\documentclass[11pt]{article}
\usepackage{colacl}
\usepackage{graphicx}
\sloppy
\title{Analysis of Efficient Machine Learning Approaches}
\author
{Sreenath T. Vadakkeveettil}
\begin{document}
\maketitle
\begin{abstract}
This report gives an overview of various Machine Learning algorithms and compare their efficiencies. Also, it gives an insight into various approaches which can be adopted to handle missing data values and confers the impact of discretisation on various machine learning techiques.
\end{abstract}
\section{Introduction}
Machine learning plays a major role in todays internet era. From amazon's book suggestions to managing traffic in large cities, machine learning is applied in one or other way. Hence it is very essential to have a better understanding of machine learning techniques and algorithms, which can efficiently predict the futuristic problems and find their solutions. This study is performed using WEKA (Waikato Environment for Knowledge Analysis), a machine learning software.

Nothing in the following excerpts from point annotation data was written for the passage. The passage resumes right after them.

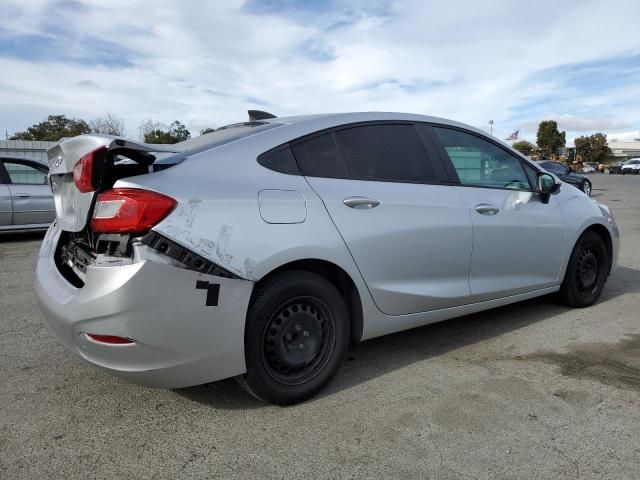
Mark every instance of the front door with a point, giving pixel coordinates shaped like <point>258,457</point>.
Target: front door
<point>409,236</point>
<point>518,241</point>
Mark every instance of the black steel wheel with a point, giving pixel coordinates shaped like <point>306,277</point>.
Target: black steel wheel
<point>298,340</point>
<point>587,271</point>
<point>296,337</point>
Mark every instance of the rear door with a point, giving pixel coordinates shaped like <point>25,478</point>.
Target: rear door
<point>409,235</point>
<point>31,195</point>
<point>518,241</point>
<point>5,198</point>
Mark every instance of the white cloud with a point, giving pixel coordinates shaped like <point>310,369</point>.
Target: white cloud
<point>208,62</point>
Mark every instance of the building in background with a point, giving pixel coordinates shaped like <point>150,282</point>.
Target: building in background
<point>624,150</point>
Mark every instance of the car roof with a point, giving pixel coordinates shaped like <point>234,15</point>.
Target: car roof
<point>322,121</point>
<point>28,159</point>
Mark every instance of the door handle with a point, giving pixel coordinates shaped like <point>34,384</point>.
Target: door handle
<point>360,202</point>
<point>486,209</point>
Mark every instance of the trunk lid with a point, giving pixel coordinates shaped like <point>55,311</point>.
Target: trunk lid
<point>72,205</point>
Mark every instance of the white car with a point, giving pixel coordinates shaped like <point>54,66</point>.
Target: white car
<point>631,166</point>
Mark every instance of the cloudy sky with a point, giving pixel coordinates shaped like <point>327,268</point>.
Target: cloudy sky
<point>206,62</point>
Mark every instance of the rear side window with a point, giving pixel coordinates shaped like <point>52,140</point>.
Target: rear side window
<point>385,153</point>
<point>280,160</point>
<point>319,157</point>
<point>479,162</point>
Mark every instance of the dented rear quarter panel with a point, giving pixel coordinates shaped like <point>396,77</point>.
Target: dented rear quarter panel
<point>218,213</point>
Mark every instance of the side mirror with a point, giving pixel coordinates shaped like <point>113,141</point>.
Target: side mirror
<point>546,185</point>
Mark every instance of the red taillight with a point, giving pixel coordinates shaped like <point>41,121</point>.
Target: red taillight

\section{Handling Missing Values}
The provided dataset being a real world data, many instances have missing attribute values. These can be handled in different ways. In this project, this has been handled using weka's unsupervised attribute filter named ReplaceMissingValues. This filter replaces the missing attribute values by means and modes for numeric and nominal attributes respectively.
Another promising approach is to use a K nearest neighbour methodology in which the instances which are most similar to the instance with missing value is computed using a distance function and then the mean or mode of the attribute value of those instances are considered.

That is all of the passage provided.